Havelgeister (German Edition)
blies sie dann gegen die Finger aus, die er zur Steigerung seiner Konzentration an den Mund gepresst hielt. »Sie gehört in diese Crew, die Claasen als Schrei auf dem Dach des Doms verewigt hat. Ich habe mit ihr darüber gesprochen und letztendlich eine Vorhaltung geerntet, die es in sich hat.« Bei diesem Gedanken hatte Manzetti die Worte seines Nachbarn Paul im Kopf, die der alte Binnenschiffer gebetsmühlenartig von sich gegeben hatte: Man muss sich im Leben immer entscheiden. Für wen willst du denn sonst die Fahne schwenken, wenn unsere Jungs im Endspiel auf die Italiener treffen? »Sie hat mir zum Vorwurf gemacht, dass meine Hin- und Herzieherei zwischen Brandenburg und der Toskana sie davon abhält, Freunde zu finden.«
»Kluges Mädchen«, begeisterte sich Bremer.

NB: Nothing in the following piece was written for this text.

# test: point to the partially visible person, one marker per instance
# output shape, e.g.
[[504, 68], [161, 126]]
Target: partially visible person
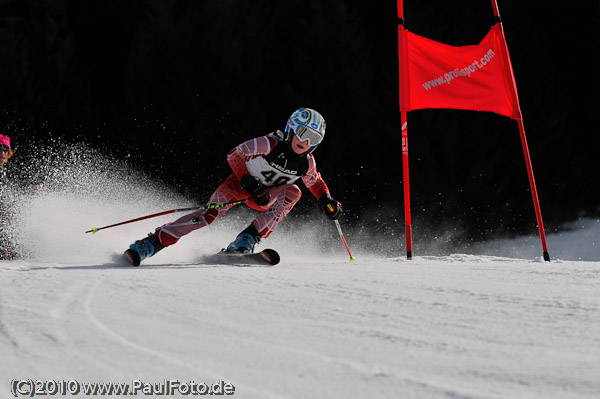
[[5, 154]]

»Auch deshalb habe ich ja das Haus am See gekauft. Aber vielleicht hätte ich mit ihr darüber reden sollen. Dann hätte sie gewusst, dass wir nun sesshaft werden.«
Bremer sprang vom Schreibtisch und ging in Richtung Kaffeemaschine. »Kluger Vater. Nur ein bisschen spät.« Er nahm die Thermoskanne und schüttelte sie an seinem Ohr. »Willst du auch einen. Könnte für uns beide reichen.«
»Ja. Ohne alles, schwarz und ungesüßt.«
Bremer kam zu Manzetti zurück und hielt ihm den Becher hin. »Erzähl mir lieber etwas von gestern Abend. Wann ist sie weg und vor allen Dingen mit wem?«
»Sie wollte plötzlich noch mal los.« Manzetti sah zur Zimmerdecke. »Ich glaube, es war schon nach einundzwanzig Uhr. Und ungewöhnlich war auch, dass sie etwas zu essen mitnehmen wollte. Du musst ihr ansonsten abends das Essen fast hineinprügeln, da sie sich weigert, ab sechzehn Uhr noch etwas runterzuschlucken. Das macht nämlich dick.«
»Mädchenkram. Das verwächst sich«, beruhigte Bremer. »Weiter.«
»Weiter? Kerstin hat ihr den Rest der Gnocchi eingepackt, die sie gestern Abend gekocht hatte, und dann ist Lara losgezogen. Sie sollen Vögel erkunden, hatte sie uns zur Erklärung gegeben.«
»Die Vögel oder das Vögeln«, scherzte Bremer.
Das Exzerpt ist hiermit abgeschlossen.